Une taxe carbone au niveau mondial, prônée par nombre d'économistes, n'est hélas pas pour demain. Selon une étude de la Banque mondiale, il existe soixante-et-un systèmes différents de taxe ou de marché carbone à travers le monde, dont le prix varie de moins d'un dollar la tonne en Ukraine ou en Pologne à 119 dollars en Suède. Bref, on est loin d'une harmonisation incitative.
Une avancée majeure pourrait pourtant provenir d'un pays d'à peine 58.000 habitants, planté en plein milieu du Pacifique: la République des Îles Marshall.
Au mois de mars, ce dernier a proposé à l'Organisation maritime internationale (OMI) une taxe sur les émissions de gaz à effet de serre du transport maritime, raconte Quartz. Avec pour objectif une sortie complète des énergies fossiles d'ici à 2050.
Si elle était adoptée, cette taxe serait la première à couvrir un secteur au niveau mondial. Et pas des moindres: le transport maritime représente déjà 3% des émissions globales de CO2, et sa part pourrait atteindre 20% d'ici trente ans si rien n'est fait, prévient un rapport de l'Institution of Mechanical Engineers, un think tank londonien.
Petit mais costaud
Mais pourquoi un pays si minuscule aurait-il la moindre chance d'aboutir là où d'autres organisations autrement plus puissantes ont échoué? C'est que les Îles Marshall ont une grosse influence à l'OMI.
Le Registre des navires des Îles Marshall (RMI) est ainsi le troisième plus grand registre de navires au monde avec 3.700 bateaux sous pavillon, et compte vingt-huit bureaux dans les principaux centres maritimes et financiers tout autour du globe. «Il possède un prestige national qui s'étend bien au-delà ses frontières», atteste le site Ship Technology.

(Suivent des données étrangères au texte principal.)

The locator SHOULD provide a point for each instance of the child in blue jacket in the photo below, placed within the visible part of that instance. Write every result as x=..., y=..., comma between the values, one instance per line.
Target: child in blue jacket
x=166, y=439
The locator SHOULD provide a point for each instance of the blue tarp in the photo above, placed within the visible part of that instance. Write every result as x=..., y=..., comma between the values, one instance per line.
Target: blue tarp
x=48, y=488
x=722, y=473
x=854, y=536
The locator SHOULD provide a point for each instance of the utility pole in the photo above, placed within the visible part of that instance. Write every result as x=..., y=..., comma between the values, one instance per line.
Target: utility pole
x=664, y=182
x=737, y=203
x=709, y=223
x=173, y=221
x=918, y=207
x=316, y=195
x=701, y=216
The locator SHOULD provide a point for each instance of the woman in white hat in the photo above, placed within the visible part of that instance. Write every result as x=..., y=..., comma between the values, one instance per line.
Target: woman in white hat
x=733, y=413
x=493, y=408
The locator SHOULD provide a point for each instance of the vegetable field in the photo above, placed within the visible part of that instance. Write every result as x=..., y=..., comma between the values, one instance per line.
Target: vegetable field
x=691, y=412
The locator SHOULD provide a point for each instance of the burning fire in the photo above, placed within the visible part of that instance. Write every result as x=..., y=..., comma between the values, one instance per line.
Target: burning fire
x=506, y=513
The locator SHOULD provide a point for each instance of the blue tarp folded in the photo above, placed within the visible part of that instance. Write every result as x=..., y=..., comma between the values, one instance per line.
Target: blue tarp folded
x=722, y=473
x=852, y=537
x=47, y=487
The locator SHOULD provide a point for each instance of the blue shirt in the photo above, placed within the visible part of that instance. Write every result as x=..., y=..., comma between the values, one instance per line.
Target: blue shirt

Selon la proposition présentée par les Îles Marshall auprès de l'OMI, la taxe s'élèverait à terme à 250 ou 300 dollars la tonne de CO2, un prix qui permettrait aux combustibles alternatifs (hydrogène, ammoniac, méthanol...) d'être compétitifs.
La moitié des fonds collectés serait utilisée pour aider les pays vulnérables, tandis qu'un tiers servirait à subventionner la recherche et le développement de technologies à faible émission de carbone.
Particulièrement menacées par la montée des eaux, étant donné que l'archipel risque d'être intégralement englouti d'ici à 2080, les Îles Marshall mènent depuis plusieurs années une bataille à l'OMI pour imposer des normes plus strictes au secteur maritime.
En 2015, le pays avait déjà tenté d'imposer une taxe au niveau global, mais s'était alors heurté à l'opposition de la Russie, de la Chine, de l'Inde et surtout du Panama, le premier registre de navires au monde. Néanmoins, cela avait contribué à faire avancer la cause dans les esprits.
En 2018, les membres de l'OMI s'étaient ainsi engagés à réduire de 50% leurs émissions de gaz à effet de serre avant 2050 par rapport à leur niveau de 2008. Et cette fois-ci, même les grands armateurs semblent au diapason: «Notre ambition est de décarboner la logistique mondiale», affirme ainsi le PDG de Maersk à la BBC –même si selon ses calculs, les coûts de transport facturés à ses clients devraient alors augmenter de 20%.